Errors in Airflow DAGs often happen because of syntax mistakes, missing dependencies, or incorrect task configurations. These cause tasks to fail or the DAG to not load properly.

python
from airflow import DAG
from airflow.operators.bash import BashOperator
from datetime import datetime

with DAG('example_dag', start_date=datetime(2024, 1, 1)) as dag:
    task1 = BashOperator(
        task_id='print_date',
        bash_command='datee'
    )
Output
bash: datee: command not found [2024-xx-xx xx:xx:xx] Task failed with exit code 127
🔧

The Fix

Fix the typo in the bash_command to the correct command date.

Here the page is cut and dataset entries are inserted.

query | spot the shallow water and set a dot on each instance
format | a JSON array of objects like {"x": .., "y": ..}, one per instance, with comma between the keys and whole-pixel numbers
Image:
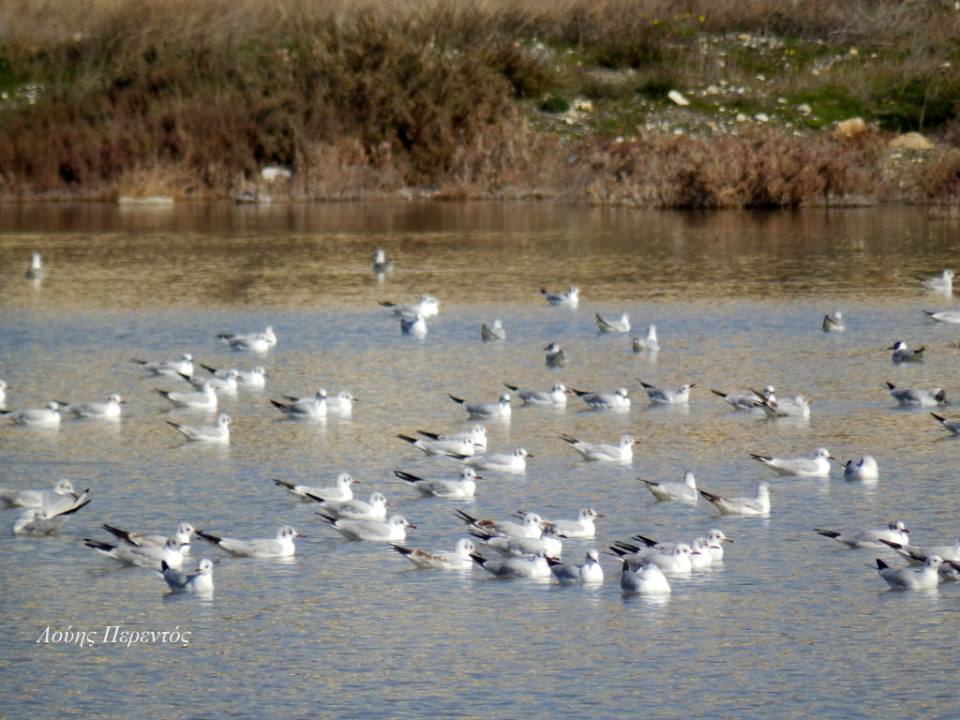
[{"x": 791, "y": 625}]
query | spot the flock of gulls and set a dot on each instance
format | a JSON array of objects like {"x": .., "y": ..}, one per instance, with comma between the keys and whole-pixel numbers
[{"x": 525, "y": 546}]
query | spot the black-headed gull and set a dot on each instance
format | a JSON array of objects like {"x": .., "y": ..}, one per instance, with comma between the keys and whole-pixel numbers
[
  {"x": 218, "y": 433},
  {"x": 759, "y": 505},
  {"x": 459, "y": 559},
  {"x": 462, "y": 488},
  {"x": 622, "y": 452},
  {"x": 587, "y": 573},
  {"x": 917, "y": 397},
  {"x": 556, "y": 396},
  {"x": 169, "y": 368},
  {"x": 280, "y": 546},
  {"x": 896, "y": 531},
  {"x": 569, "y": 297},
  {"x": 618, "y": 325},
  {"x": 817, "y": 466}
]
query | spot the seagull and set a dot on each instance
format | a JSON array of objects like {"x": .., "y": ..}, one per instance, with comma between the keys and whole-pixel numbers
[
  {"x": 614, "y": 326},
  {"x": 922, "y": 398},
  {"x": 556, "y": 396},
  {"x": 622, "y": 452},
  {"x": 427, "y": 307},
  {"x": 569, "y": 297},
  {"x": 530, "y": 527},
  {"x": 493, "y": 333},
  {"x": 865, "y": 470},
  {"x": 459, "y": 559},
  {"x": 760, "y": 505},
  {"x": 149, "y": 556},
  {"x": 588, "y": 573},
  {"x": 947, "y": 316},
  {"x": 927, "y": 578},
  {"x": 381, "y": 265},
  {"x": 614, "y": 400},
  {"x": 226, "y": 384},
  {"x": 314, "y": 408},
  {"x": 896, "y": 531},
  {"x": 834, "y": 322},
  {"x": 901, "y": 353},
  {"x": 200, "y": 581},
  {"x": 514, "y": 463},
  {"x": 340, "y": 492},
  {"x": 817, "y": 466},
  {"x": 745, "y": 401},
  {"x": 647, "y": 579},
  {"x": 952, "y": 425},
  {"x": 219, "y": 433},
  {"x": 254, "y": 379},
  {"x": 183, "y": 535},
  {"x": 648, "y": 344},
  {"x": 45, "y": 417},
  {"x": 556, "y": 356},
  {"x": 483, "y": 411},
  {"x": 415, "y": 325},
  {"x": 685, "y": 491},
  {"x": 254, "y": 342},
  {"x": 169, "y": 368},
  {"x": 35, "y": 271},
  {"x": 462, "y": 488},
  {"x": 942, "y": 283},
  {"x": 276, "y": 547},
  {"x": 205, "y": 399},
  {"x": 477, "y": 435},
  {"x": 680, "y": 396},
  {"x": 375, "y": 509},
  {"x": 392, "y": 531},
  {"x": 109, "y": 410},
  {"x": 521, "y": 567}
]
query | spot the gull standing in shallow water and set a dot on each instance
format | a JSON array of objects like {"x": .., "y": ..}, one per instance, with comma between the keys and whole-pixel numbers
[{"x": 817, "y": 466}]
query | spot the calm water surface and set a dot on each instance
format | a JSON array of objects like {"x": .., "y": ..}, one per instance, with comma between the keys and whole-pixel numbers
[{"x": 790, "y": 626}]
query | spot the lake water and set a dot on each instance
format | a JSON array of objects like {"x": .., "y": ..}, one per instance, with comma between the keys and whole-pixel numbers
[{"x": 792, "y": 625}]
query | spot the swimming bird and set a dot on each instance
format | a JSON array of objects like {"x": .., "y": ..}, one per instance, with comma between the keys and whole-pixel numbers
[
  {"x": 902, "y": 353},
  {"x": 169, "y": 368},
  {"x": 556, "y": 356},
  {"x": 620, "y": 325},
  {"x": 834, "y": 322},
  {"x": 622, "y": 452},
  {"x": 680, "y": 396},
  {"x": 569, "y": 297},
  {"x": 648, "y": 344},
  {"x": 463, "y": 488},
  {"x": 258, "y": 342},
  {"x": 483, "y": 411},
  {"x": 392, "y": 531},
  {"x": 684, "y": 492},
  {"x": 219, "y": 433},
  {"x": 200, "y": 581},
  {"x": 927, "y": 578},
  {"x": 817, "y": 466},
  {"x": 342, "y": 489},
  {"x": 590, "y": 572},
  {"x": 556, "y": 396},
  {"x": 280, "y": 546},
  {"x": 760, "y": 505},
  {"x": 459, "y": 559},
  {"x": 493, "y": 333},
  {"x": 922, "y": 398},
  {"x": 613, "y": 400},
  {"x": 896, "y": 531},
  {"x": 864, "y": 470}
]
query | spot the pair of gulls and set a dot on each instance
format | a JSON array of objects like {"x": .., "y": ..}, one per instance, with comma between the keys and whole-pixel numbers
[{"x": 44, "y": 511}]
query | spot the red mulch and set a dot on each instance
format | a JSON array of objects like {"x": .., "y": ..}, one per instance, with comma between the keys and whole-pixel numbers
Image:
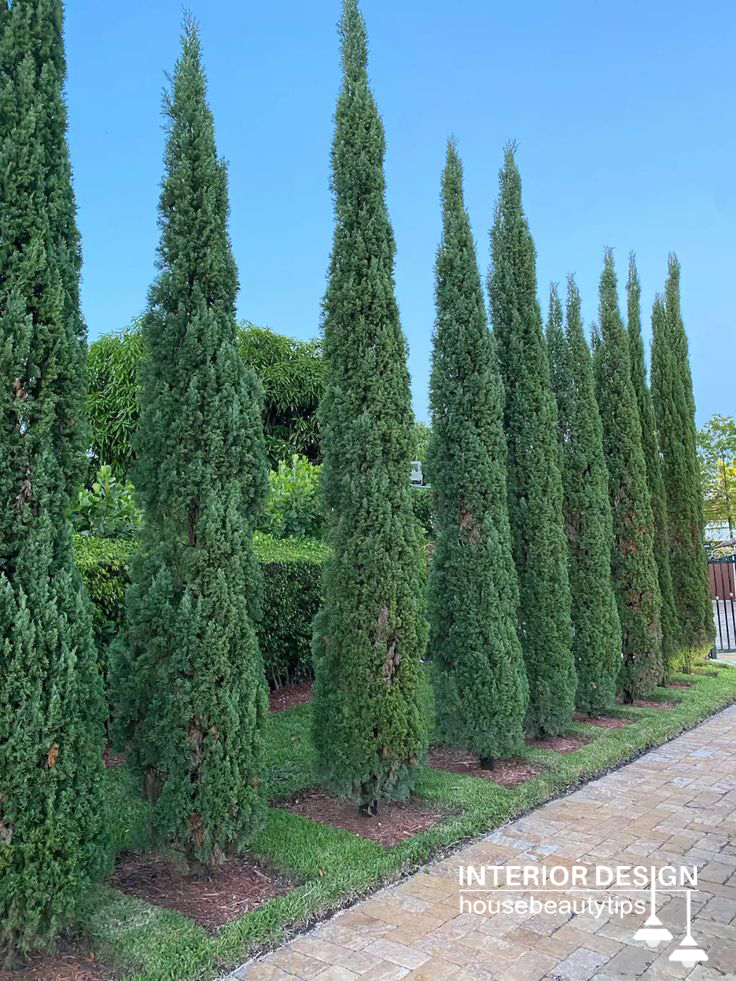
[
  {"x": 602, "y": 722},
  {"x": 396, "y": 821},
  {"x": 507, "y": 773},
  {"x": 234, "y": 888},
  {"x": 290, "y": 695},
  {"x": 559, "y": 744},
  {"x": 59, "y": 966}
]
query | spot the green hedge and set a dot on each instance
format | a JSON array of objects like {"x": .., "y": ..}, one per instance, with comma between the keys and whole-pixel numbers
[{"x": 291, "y": 593}]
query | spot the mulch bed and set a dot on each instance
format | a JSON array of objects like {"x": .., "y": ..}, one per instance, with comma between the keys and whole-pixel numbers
[
  {"x": 602, "y": 721},
  {"x": 507, "y": 773},
  {"x": 62, "y": 965},
  {"x": 559, "y": 744},
  {"x": 234, "y": 888},
  {"x": 290, "y": 695},
  {"x": 396, "y": 821},
  {"x": 649, "y": 703}
]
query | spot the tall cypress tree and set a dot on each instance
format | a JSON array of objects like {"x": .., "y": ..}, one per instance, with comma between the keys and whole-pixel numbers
[
  {"x": 652, "y": 459},
  {"x": 51, "y": 710},
  {"x": 480, "y": 683},
  {"x": 633, "y": 565},
  {"x": 596, "y": 631},
  {"x": 197, "y": 677},
  {"x": 674, "y": 408},
  {"x": 534, "y": 479},
  {"x": 370, "y": 635}
]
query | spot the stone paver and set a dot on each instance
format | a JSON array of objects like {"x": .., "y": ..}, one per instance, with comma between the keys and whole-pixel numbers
[{"x": 674, "y": 806}]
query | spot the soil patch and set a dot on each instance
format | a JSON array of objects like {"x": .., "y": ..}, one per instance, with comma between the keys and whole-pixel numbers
[
  {"x": 234, "y": 888},
  {"x": 602, "y": 721},
  {"x": 396, "y": 821},
  {"x": 290, "y": 695},
  {"x": 559, "y": 744},
  {"x": 507, "y": 773},
  {"x": 60, "y": 965}
]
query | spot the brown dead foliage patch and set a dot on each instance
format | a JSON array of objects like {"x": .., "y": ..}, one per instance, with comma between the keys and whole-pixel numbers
[
  {"x": 395, "y": 822},
  {"x": 506, "y": 773},
  {"x": 238, "y": 886},
  {"x": 602, "y": 721},
  {"x": 290, "y": 695}
]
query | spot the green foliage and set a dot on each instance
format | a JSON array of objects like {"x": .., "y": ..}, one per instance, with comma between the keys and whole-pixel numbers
[
  {"x": 292, "y": 580},
  {"x": 596, "y": 631},
  {"x": 370, "y": 635},
  {"x": 534, "y": 478},
  {"x": 292, "y": 376},
  {"x": 52, "y": 835},
  {"x": 478, "y": 671},
  {"x": 113, "y": 378},
  {"x": 294, "y": 505},
  {"x": 674, "y": 408},
  {"x": 107, "y": 509},
  {"x": 652, "y": 459},
  {"x": 633, "y": 566},
  {"x": 195, "y": 700},
  {"x": 104, "y": 564},
  {"x": 717, "y": 452}
]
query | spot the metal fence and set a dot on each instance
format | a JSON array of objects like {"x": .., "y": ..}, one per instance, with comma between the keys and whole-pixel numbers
[{"x": 722, "y": 574}]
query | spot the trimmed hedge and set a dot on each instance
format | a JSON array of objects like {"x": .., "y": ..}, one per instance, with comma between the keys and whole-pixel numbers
[{"x": 292, "y": 575}]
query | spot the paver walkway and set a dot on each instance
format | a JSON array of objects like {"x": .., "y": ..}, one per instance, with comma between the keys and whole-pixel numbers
[{"x": 675, "y": 806}]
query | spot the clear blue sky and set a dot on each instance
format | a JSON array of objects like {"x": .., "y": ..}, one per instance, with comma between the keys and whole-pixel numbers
[{"x": 624, "y": 113}]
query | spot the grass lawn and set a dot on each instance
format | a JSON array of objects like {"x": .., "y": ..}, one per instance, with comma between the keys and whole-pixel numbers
[{"x": 334, "y": 867}]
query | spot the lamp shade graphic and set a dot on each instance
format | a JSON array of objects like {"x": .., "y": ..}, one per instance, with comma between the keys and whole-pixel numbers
[
  {"x": 653, "y": 932},
  {"x": 688, "y": 953}
]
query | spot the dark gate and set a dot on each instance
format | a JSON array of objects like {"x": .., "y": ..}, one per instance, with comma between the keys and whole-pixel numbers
[{"x": 722, "y": 588}]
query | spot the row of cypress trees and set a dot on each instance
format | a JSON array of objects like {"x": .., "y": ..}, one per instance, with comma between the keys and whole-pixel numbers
[{"x": 519, "y": 485}]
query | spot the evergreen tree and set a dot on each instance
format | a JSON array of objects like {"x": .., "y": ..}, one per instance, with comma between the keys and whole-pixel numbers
[
  {"x": 198, "y": 689},
  {"x": 534, "y": 479},
  {"x": 653, "y": 463},
  {"x": 633, "y": 565},
  {"x": 674, "y": 408},
  {"x": 479, "y": 676},
  {"x": 370, "y": 635},
  {"x": 51, "y": 707},
  {"x": 596, "y": 633}
]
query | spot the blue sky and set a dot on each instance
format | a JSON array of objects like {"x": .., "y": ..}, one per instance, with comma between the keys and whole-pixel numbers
[{"x": 624, "y": 114}]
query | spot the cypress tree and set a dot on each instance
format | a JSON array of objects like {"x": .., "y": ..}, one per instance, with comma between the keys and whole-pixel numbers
[
  {"x": 370, "y": 635},
  {"x": 197, "y": 677},
  {"x": 478, "y": 670},
  {"x": 596, "y": 633},
  {"x": 674, "y": 408},
  {"x": 652, "y": 459},
  {"x": 534, "y": 478},
  {"x": 51, "y": 707},
  {"x": 633, "y": 565}
]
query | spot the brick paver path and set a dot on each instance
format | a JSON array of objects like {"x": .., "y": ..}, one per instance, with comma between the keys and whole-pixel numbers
[{"x": 674, "y": 806}]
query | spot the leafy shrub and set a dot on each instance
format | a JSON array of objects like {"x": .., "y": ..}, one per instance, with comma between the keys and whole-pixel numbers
[
  {"x": 291, "y": 596},
  {"x": 290, "y": 371},
  {"x": 107, "y": 509},
  {"x": 293, "y": 507}
]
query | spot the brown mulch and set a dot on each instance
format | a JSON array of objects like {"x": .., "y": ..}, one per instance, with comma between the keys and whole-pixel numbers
[
  {"x": 559, "y": 744},
  {"x": 649, "y": 703},
  {"x": 602, "y": 721},
  {"x": 62, "y": 965},
  {"x": 396, "y": 821},
  {"x": 290, "y": 695},
  {"x": 507, "y": 773},
  {"x": 234, "y": 888}
]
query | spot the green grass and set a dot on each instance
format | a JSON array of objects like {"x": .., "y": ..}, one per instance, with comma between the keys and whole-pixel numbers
[{"x": 333, "y": 867}]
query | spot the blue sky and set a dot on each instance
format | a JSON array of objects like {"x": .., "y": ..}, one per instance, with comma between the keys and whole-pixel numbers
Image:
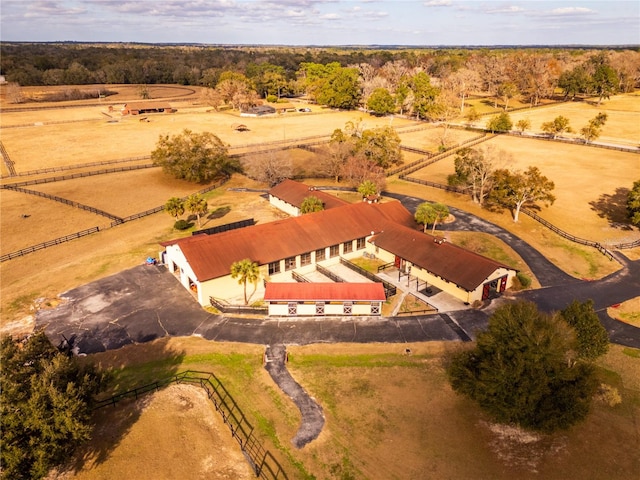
[{"x": 324, "y": 22}]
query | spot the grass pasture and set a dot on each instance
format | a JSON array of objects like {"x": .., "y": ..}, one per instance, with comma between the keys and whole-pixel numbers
[
  {"x": 45, "y": 220},
  {"x": 622, "y": 126},
  {"x": 388, "y": 415},
  {"x": 73, "y": 143},
  {"x": 429, "y": 139},
  {"x": 590, "y": 183}
]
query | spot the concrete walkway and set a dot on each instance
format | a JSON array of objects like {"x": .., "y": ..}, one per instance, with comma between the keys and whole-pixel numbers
[{"x": 312, "y": 417}]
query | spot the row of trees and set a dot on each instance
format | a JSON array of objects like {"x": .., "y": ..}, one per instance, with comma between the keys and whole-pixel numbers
[
  {"x": 428, "y": 83},
  {"x": 559, "y": 125},
  {"x": 194, "y": 204}
]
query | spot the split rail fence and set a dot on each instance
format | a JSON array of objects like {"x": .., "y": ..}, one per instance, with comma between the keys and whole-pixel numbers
[{"x": 263, "y": 463}]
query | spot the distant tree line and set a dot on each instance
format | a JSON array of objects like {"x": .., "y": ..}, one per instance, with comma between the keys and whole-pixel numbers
[{"x": 430, "y": 84}]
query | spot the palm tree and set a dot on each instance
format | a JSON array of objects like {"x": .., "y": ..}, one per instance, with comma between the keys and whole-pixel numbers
[
  {"x": 245, "y": 271},
  {"x": 174, "y": 207},
  {"x": 311, "y": 204},
  {"x": 430, "y": 213},
  {"x": 367, "y": 189},
  {"x": 197, "y": 205}
]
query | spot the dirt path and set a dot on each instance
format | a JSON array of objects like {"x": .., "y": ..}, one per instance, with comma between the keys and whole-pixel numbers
[{"x": 311, "y": 411}]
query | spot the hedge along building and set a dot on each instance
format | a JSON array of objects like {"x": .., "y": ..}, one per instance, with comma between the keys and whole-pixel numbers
[{"x": 203, "y": 262}]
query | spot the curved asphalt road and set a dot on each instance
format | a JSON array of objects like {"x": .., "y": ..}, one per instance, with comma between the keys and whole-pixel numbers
[{"x": 132, "y": 307}]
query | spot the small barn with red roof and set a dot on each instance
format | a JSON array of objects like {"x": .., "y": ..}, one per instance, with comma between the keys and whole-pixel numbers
[
  {"x": 286, "y": 250},
  {"x": 288, "y": 196},
  {"x": 324, "y": 299}
]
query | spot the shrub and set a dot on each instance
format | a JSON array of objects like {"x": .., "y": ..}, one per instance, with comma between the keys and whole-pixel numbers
[
  {"x": 523, "y": 280},
  {"x": 182, "y": 225},
  {"x": 609, "y": 395}
]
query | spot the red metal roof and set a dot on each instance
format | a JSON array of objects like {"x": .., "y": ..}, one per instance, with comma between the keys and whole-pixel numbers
[
  {"x": 294, "y": 193},
  {"x": 324, "y": 292},
  {"x": 455, "y": 264},
  {"x": 211, "y": 256}
]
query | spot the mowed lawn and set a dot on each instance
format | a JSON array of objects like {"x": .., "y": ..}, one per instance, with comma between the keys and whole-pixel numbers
[
  {"x": 590, "y": 183},
  {"x": 388, "y": 416}
]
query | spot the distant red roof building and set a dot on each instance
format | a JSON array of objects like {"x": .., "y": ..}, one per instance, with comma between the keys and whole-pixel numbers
[
  {"x": 141, "y": 108},
  {"x": 293, "y": 193}
]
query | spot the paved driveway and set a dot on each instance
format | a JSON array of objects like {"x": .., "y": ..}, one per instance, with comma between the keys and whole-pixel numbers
[{"x": 147, "y": 302}]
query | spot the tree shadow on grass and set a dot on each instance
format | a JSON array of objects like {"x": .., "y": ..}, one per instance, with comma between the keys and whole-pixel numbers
[
  {"x": 613, "y": 208},
  {"x": 130, "y": 367},
  {"x": 219, "y": 212}
]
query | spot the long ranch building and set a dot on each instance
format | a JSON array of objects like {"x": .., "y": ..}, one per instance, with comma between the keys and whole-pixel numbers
[{"x": 387, "y": 231}]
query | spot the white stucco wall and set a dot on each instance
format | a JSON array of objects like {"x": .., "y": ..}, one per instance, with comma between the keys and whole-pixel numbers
[{"x": 331, "y": 309}]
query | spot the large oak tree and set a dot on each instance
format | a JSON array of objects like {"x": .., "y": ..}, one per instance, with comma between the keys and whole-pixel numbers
[
  {"x": 524, "y": 370},
  {"x": 195, "y": 157}
]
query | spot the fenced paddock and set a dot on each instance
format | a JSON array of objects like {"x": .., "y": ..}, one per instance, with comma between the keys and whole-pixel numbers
[
  {"x": 590, "y": 183},
  {"x": 28, "y": 220},
  {"x": 262, "y": 461}
]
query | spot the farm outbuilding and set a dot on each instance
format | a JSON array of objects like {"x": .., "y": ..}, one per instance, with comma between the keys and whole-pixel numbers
[
  {"x": 293, "y": 247},
  {"x": 258, "y": 111},
  {"x": 143, "y": 108},
  {"x": 324, "y": 299},
  {"x": 288, "y": 196}
]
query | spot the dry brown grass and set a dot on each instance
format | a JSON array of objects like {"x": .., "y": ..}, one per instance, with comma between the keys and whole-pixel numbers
[
  {"x": 49, "y": 272},
  {"x": 591, "y": 184},
  {"x": 622, "y": 126},
  {"x": 579, "y": 261},
  {"x": 388, "y": 415},
  {"x": 628, "y": 312},
  {"x": 177, "y": 434}
]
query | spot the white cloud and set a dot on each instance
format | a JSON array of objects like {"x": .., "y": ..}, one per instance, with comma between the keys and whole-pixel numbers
[
  {"x": 438, "y": 3},
  {"x": 572, "y": 11},
  {"x": 509, "y": 9}
]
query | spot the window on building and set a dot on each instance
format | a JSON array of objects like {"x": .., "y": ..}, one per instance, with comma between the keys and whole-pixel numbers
[{"x": 274, "y": 267}]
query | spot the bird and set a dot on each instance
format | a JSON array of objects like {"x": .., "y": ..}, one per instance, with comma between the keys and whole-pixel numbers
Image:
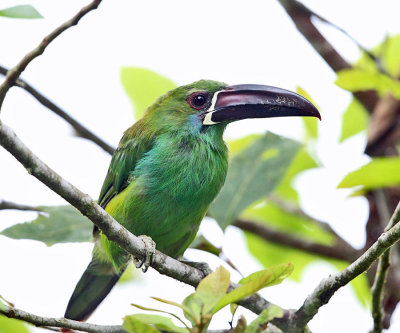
[{"x": 168, "y": 168}]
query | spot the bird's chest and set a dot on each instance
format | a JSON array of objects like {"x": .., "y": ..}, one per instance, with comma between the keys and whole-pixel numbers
[{"x": 184, "y": 175}]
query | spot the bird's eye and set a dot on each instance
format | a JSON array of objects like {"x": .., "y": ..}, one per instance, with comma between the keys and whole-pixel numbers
[{"x": 197, "y": 100}]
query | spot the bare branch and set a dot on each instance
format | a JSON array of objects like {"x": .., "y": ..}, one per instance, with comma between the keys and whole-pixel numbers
[
  {"x": 81, "y": 130},
  {"x": 378, "y": 291},
  {"x": 14, "y": 73},
  {"x": 336, "y": 251},
  {"x": 12, "y": 205},
  {"x": 12, "y": 312},
  {"x": 301, "y": 16},
  {"x": 111, "y": 228},
  {"x": 327, "y": 287}
]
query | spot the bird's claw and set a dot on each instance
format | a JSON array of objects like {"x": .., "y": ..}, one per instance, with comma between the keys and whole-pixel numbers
[
  {"x": 150, "y": 246},
  {"x": 202, "y": 266}
]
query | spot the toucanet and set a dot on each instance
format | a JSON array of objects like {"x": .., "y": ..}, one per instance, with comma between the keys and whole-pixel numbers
[{"x": 168, "y": 168}]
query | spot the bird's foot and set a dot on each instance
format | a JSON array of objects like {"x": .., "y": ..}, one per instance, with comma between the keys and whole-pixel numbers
[
  {"x": 150, "y": 246},
  {"x": 202, "y": 266}
]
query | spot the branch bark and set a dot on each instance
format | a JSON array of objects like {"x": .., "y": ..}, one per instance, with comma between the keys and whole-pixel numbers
[
  {"x": 111, "y": 228},
  {"x": 301, "y": 16},
  {"x": 14, "y": 73},
  {"x": 81, "y": 130},
  {"x": 327, "y": 287},
  {"x": 336, "y": 251},
  {"x": 11, "y": 312}
]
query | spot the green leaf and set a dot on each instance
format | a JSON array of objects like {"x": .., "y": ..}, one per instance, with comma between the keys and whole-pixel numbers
[
  {"x": 58, "y": 224},
  {"x": 143, "y": 87},
  {"x": 192, "y": 306},
  {"x": 8, "y": 325},
  {"x": 354, "y": 120},
  {"x": 159, "y": 322},
  {"x": 212, "y": 288},
  {"x": 252, "y": 174},
  {"x": 302, "y": 161},
  {"x": 135, "y": 325},
  {"x": 130, "y": 274},
  {"x": 273, "y": 216},
  {"x": 310, "y": 123},
  {"x": 380, "y": 172},
  {"x": 254, "y": 283},
  {"x": 390, "y": 50},
  {"x": 22, "y": 11},
  {"x": 258, "y": 324},
  {"x": 359, "y": 79},
  {"x": 269, "y": 254}
]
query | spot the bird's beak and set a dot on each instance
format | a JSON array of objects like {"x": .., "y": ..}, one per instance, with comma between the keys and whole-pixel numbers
[{"x": 256, "y": 101}]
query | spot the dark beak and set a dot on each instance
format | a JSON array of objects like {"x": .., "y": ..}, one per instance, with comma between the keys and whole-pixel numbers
[{"x": 256, "y": 101}]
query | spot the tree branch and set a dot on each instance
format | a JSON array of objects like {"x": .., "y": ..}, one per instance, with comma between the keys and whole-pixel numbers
[
  {"x": 336, "y": 251},
  {"x": 301, "y": 16},
  {"x": 377, "y": 291},
  {"x": 111, "y": 228},
  {"x": 12, "y": 205},
  {"x": 327, "y": 287},
  {"x": 14, "y": 73},
  {"x": 81, "y": 130},
  {"x": 11, "y": 312}
]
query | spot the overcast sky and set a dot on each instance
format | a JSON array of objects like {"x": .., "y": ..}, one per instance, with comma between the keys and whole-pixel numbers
[{"x": 230, "y": 41}]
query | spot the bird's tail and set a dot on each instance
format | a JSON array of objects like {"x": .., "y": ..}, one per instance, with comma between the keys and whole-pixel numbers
[{"x": 94, "y": 285}]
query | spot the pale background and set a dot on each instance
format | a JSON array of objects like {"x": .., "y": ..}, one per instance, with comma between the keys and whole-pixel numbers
[{"x": 231, "y": 41}]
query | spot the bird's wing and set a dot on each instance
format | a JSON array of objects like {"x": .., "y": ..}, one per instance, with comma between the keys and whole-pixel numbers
[{"x": 123, "y": 162}]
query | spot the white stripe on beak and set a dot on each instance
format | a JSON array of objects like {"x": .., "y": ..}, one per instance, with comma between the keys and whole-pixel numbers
[{"x": 207, "y": 119}]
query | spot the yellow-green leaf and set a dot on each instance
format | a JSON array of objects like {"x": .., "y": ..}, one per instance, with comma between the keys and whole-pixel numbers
[
  {"x": 254, "y": 283},
  {"x": 354, "y": 120},
  {"x": 257, "y": 325},
  {"x": 212, "y": 288},
  {"x": 134, "y": 325},
  {"x": 143, "y": 87},
  {"x": 380, "y": 172},
  {"x": 192, "y": 309},
  {"x": 155, "y": 321},
  {"x": 253, "y": 173},
  {"x": 8, "y": 325},
  {"x": 359, "y": 79},
  {"x": 276, "y": 274},
  {"x": 58, "y": 224},
  {"x": 21, "y": 12}
]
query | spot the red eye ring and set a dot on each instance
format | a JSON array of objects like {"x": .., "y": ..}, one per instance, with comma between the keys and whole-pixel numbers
[{"x": 198, "y": 100}]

This ensures the task runs successfully without errors.

python
from airflow import DAG
from airflow.operators.bash import BashOperator
from datetime import datetime

with DAG('example_dag', start_date=datetime(2024, 1, 1)) as dag:
    task1 = BashOperator(
        task_id='print_date',
        bash_command='date'
    )
Output
[2024-xx-xx xx:xx:xx] Running command: date Thu Apr 25 12:00:00 UTC 2024 [2024-xx-xx xx:xx:xx] Task succeeded
🛡️

Prevention

To avoid DAG errors, always test tasks locally using airflow tasks test <dag_id> <task_id> <execution_date>. Use the Airflow UI logs to catch errors early. Follow best practices like clear task naming, proper dependencies, and version control for DAG files.

⚠️

Related Errors

  • Import Errors: Caused by missing Python packages or wrong imports; fix by installing dependencies and checking import paths.
  • Schedule Interval Issues: Incorrect cron expressions can prevent DAG runs; validate cron syntax.
  • Connection Failures: Tasks needing external services fail if connections are misconfigured; verify Airflow connections.

Key Takeaways

Check task logs in Airflow UI to find error details quickly.
Use 'airflow tasks test' to run tasks locally and debug without triggering the full DAG.
Fix syntax and command typos to prevent task failures.
Follow best practices like clear naming and dependency management to avoid errors.
Validate external connections and cron schedules to ensure smooth DAG runs.